Gerecht in Eerste Aanleg van Aruba, 05-07-2017, ECLI:NL:OGEAA:2017:537, BB 281 van 2017
Gerecht in Eerste Aanleg van Aruba, 05-07-2017, ECLI:NL:OGEAA:2017:537, BB 281 van 2017
Gegevens
- Instantie
- Gerecht in Eerste Aanleg van Aruba
- Datum uitspraak
- 5 juli 2017
- Datum publicatie
- 10 juli 2017
- ECLI
- ECLI:NL:OGEAA:2017:537
- Zaaknummer
- BB 281 van 2017
Inhoudsindicatie
civiel recht, geldleningsovereenkomst
Uitspraak
Vonnis van 5 juli 2017
Behorend bij BB 281 van 2017
GERECHT IN EERSTE AANLEG VAN ARUBA
VONNIS
in de zaak van:
[naam eiser],
wonende te Aruba,
eiser, hierna ook te noemen: E*,
gemachtigde: de advocaat mr. E.M.J. Cafarzuza,
tegen:
[naam gedaagde],
wonende te Aruba, [adres],
gedaagde, hierna ook te noemen: G*,
procederend in persoon.
1 DE PROCEDURE
Het verloop van de procedure blijkt uit:
- het verzoekschrift;
- de conclusie van antwoord
- de aantekeningen van de griffier ter gelegenheid van de comparitie na antwoord op 5 juni 2017.

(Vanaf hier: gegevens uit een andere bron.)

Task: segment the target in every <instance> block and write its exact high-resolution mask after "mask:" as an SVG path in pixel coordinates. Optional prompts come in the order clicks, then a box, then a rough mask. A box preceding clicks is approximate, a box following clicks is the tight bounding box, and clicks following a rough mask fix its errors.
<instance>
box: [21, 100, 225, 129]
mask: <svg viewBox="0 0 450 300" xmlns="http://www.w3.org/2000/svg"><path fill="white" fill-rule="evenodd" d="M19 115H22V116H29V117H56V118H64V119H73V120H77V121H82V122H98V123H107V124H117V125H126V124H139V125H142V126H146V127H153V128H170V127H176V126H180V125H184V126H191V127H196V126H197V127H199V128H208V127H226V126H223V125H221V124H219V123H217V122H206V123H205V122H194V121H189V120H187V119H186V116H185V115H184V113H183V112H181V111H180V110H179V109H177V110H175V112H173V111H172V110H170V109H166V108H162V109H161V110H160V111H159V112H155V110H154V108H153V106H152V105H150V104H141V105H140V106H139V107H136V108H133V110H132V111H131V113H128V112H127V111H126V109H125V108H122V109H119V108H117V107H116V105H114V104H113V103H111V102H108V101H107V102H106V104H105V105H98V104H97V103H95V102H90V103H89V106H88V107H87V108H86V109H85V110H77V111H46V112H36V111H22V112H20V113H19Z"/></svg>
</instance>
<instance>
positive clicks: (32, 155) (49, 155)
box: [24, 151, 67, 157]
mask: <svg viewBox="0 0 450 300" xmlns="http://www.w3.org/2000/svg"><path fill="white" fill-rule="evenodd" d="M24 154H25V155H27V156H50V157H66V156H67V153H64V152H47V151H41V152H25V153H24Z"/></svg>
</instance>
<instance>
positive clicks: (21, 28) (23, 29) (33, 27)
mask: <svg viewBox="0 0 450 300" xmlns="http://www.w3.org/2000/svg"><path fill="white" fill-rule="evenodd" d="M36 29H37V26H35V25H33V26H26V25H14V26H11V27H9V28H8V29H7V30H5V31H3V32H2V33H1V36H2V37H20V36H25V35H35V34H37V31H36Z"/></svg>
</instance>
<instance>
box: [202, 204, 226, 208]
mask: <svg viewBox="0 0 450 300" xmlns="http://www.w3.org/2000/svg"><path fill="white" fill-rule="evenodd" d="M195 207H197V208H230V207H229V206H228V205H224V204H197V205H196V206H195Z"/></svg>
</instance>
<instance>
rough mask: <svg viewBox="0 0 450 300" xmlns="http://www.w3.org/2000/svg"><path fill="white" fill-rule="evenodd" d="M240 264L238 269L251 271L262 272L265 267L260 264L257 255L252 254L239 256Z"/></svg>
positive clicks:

De zaak is daarna verwezen naar de rol voor vonnis.
2 DE VASTSTAANDE FEITEN
Op 30 januari 2015 is tussen partijen een overeenkomst van geldlening tot stand gekomen, waarbij E* aan G* een bedrag van Afl. 3.000,00 heeft geleend, vermeerderd met 15% rente per maand. Terugbetaling diende plaats te vinden in 8 termijnen van elk Afl. 450,00 exclusief rente en kosten.

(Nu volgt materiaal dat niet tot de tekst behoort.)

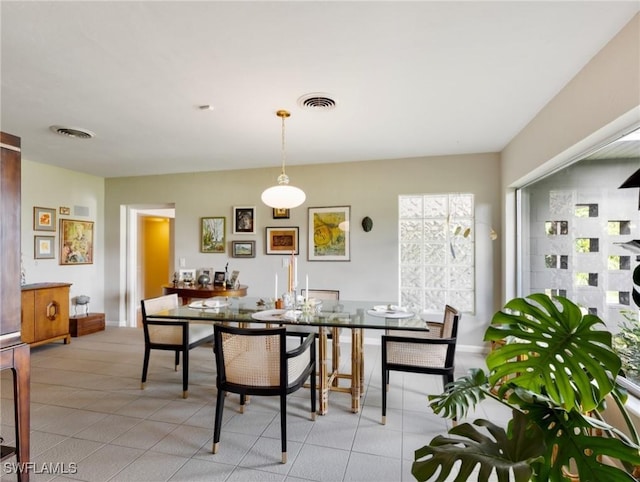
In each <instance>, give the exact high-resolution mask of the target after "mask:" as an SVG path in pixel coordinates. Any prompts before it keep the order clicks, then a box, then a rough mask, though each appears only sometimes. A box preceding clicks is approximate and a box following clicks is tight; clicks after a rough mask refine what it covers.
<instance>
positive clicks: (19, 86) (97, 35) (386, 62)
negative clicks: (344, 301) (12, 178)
mask: <svg viewBox="0 0 640 482" xmlns="http://www.w3.org/2000/svg"><path fill="white" fill-rule="evenodd" d="M0 9H1V10H0V14H1V20H2V25H1V27H2V30H1V40H2V64H1V71H0V76H1V79H2V91H1V98H0V102H1V118H0V121H1V128H2V130H3V131H5V132H9V133H11V134H15V135H17V136H20V137H21V138H22V146H23V158H25V159H29V160H31V161H35V162H41V163H46V164H52V165H56V166H60V167H64V168H68V169H72V170H76V171H81V172H86V173H90V174H95V175H98V176H104V177H116V176H132V175H148V174H163V173H177V172H195V171H209V170H222V169H243V168H254V167H274V168H276V167H278V165H279V163H280V141H281V136H280V119H279V118H278V117H276V115H275V111H276V110H278V109H280V108H284V109H288V110H290V111H291V114H292V115H291V117H290V118H289V119H288V120H287V121H286V122H287V123H286V145H287V165H288V166H291V165H298V164H317V163H330V162H345V161H360V160H373V159H394V158H405V157H417V156H432V155H442V154H464V153H479V152H497V151H501V150H502V149H503V148H504V147H505V145H506V144H507V143H508V142H509V141H510V140H511V139H512V138H513V137H514V135H516V134H517V133H518V132H519V131H520V130H522V129H523V128H524V127H525V126H526V125H527V123H528V122H529V121H530V120H531V119H532V118H533V117H535V115H536V114H537V113H538V112H539V111H540V109H542V108H543V107H544V105H545V104H546V103H547V102H548V101H549V100H550V99H552V98H553V97H554V96H555V95H556V94H557V93H558V92H559V91H560V90H561V89H562V88H563V87H564V86H565V85H566V84H567V82H568V81H569V80H570V79H572V78H573V77H574V76H575V75H576V73H577V72H578V71H579V70H580V69H581V68H582V67H583V66H584V65H585V64H586V63H588V62H589V60H590V59H591V58H592V57H593V56H594V55H595V54H596V53H597V52H598V51H599V50H600V49H601V48H602V47H603V46H604V45H605V44H606V43H607V42H608V41H609V40H610V39H611V38H612V37H614V36H615V34H616V33H617V32H618V31H619V30H620V29H622V28H623V27H624V25H625V24H626V23H627V22H628V21H629V20H630V19H631V18H632V17H633V15H634V14H635V13H637V12H638V11H640V2H639V1H637V0H636V1H623V2H613V1H603V2H597V1H584V2H583V1H569V2H554V1H535V2H507V1H503V2H480V1H476V2H457V1H446V2H428V1H424V2H417V1H413V2H400V1H392V2H391V1H390V2H367V1H354V2H341V1H330V2H304V1H289V2H270V1H259V2H242V1H239V2H213V1H199V2H183V1H180V2H178V1H174V2H167V1H165V2H149V1H141V2H106V1H105V2H101V1H85V2H66V1H47V2H34V1H26V2H25V1H21V2H8V1H5V0H2V2H1V3H0ZM312 92H322V93H326V94H329V96H330V97H332V98H333V99H335V100H336V102H337V106H336V108H335V109H333V110H330V111H317V110H305V109H303V108H301V107H300V106H299V105H298V103H297V100H298V98H299V97H301V96H302V95H304V94H308V93H312ZM204 104H211V105H213V106H214V109H213V110H201V109H199V108H198V107H199V106H200V105H204ZM51 125H63V126H68V127H74V128H83V129H88V130H90V131H93V132H95V134H96V135H95V138H93V139H90V140H80V139H71V138H66V137H61V136H59V135H56V134H54V133H53V132H51V131H50V130H49V126H51Z"/></svg>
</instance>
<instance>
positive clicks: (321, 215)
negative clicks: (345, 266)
mask: <svg viewBox="0 0 640 482" xmlns="http://www.w3.org/2000/svg"><path fill="white" fill-rule="evenodd" d="M350 216H351V206H333V207H326V208H324V207H322V208H309V232H308V240H309V258H308V259H309V261H350V260H351V257H350V247H349V218H350Z"/></svg>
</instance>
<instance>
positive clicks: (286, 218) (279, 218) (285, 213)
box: [273, 208, 290, 219]
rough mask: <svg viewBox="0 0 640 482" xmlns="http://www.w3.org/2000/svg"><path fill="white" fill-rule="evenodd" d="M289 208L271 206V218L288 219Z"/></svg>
mask: <svg viewBox="0 0 640 482" xmlns="http://www.w3.org/2000/svg"><path fill="white" fill-rule="evenodd" d="M289 212H290V211H289V208H273V219H289Z"/></svg>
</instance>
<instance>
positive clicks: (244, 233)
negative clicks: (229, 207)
mask: <svg viewBox="0 0 640 482" xmlns="http://www.w3.org/2000/svg"><path fill="white" fill-rule="evenodd" d="M233 234H256V207H255V206H245V207H236V206H234V208H233Z"/></svg>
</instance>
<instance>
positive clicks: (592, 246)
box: [519, 159, 640, 332]
mask: <svg viewBox="0 0 640 482" xmlns="http://www.w3.org/2000/svg"><path fill="white" fill-rule="evenodd" d="M639 167H640V160H638V159H620V160H617V159H613V160H584V161H581V162H579V163H576V164H573V165H572V166H569V167H568V168H566V169H563V170H562V171H560V172H558V173H555V174H553V175H551V176H548V177H546V178H544V179H542V180H540V181H538V182H536V183H535V184H532V185H530V186H528V187H526V188H524V189H522V190H521V192H520V200H521V210H520V220H521V221H522V222H521V224H520V226H521V233H522V236H521V243H520V248H521V257H520V259H521V265H522V271H521V273H520V283H521V286H520V289H519V292H520V294H521V295H527V294H530V293H537V292H544V293H547V294H550V295H560V296H565V297H567V298H569V299H571V300H572V301H574V302H576V303H578V304H579V305H580V306H582V307H583V309H584V310H585V311H588V312H590V313H593V314H596V315H598V316H599V317H600V318H602V319H603V320H604V321H605V322H606V323H607V326H608V327H609V329H610V330H611V331H613V332H617V331H618V329H619V323H620V322H621V321H622V320H623V319H624V318H623V315H622V311H623V310H629V309H635V310H637V307H635V305H634V304H633V300H631V289H632V287H633V280H632V272H633V269H634V268H635V266H637V264H638V261H637V259H636V258H637V253H635V252H633V251H632V250H630V249H627V248H626V247H625V243H627V242H629V241H631V240H634V239H640V227H639V224H640V211H639V210H638V189H618V186H620V184H622V183H623V182H624V181H625V180H626V179H627V178H628V177H629V176H630V175H631V174H633V173H634V172H635V171H636V170H637V169H638V168H639Z"/></svg>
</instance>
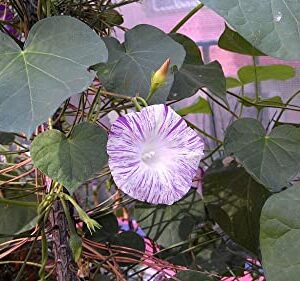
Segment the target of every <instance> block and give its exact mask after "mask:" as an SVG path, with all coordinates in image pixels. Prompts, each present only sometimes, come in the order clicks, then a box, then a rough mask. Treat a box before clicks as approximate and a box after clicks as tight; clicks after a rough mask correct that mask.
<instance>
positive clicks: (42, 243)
mask: <svg viewBox="0 0 300 281" xmlns="http://www.w3.org/2000/svg"><path fill="white" fill-rule="evenodd" d="M41 232H42V233H41V234H42V264H41V268H40V270H39V277H40V281H44V280H46V279H45V268H46V265H47V261H48V244H47V237H46V233H45V228H44V227H43V228H42V231H41Z"/></svg>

Als garantie heeft G* haar paspoort moeten afgeven, dat zij terug zou krijgen zodra zij het geleende bedrag volledig zou hebben terugbetaald.
In maart 2015 heeft G* haar paspoort terug gekregen.
3. DE STANDPUNTEN VAN PARTIJEN
E* vordert bij vonnis uitvoerbaar bij voorraad veroordeling van G* tot betaling van Afl. 3.000,00, te vermeerderen met de wettelijke rente en 15% incassokosten en met veroordeling van haar tot vergoeding van de proceskosten.
E* grondt de vordering dat G* een schuldbekentenis heeft ondertekend op 1 augustus 2015. Hierin is opgenomen dat bij wanbetaling het restant ineens en volledig opeisbaar is.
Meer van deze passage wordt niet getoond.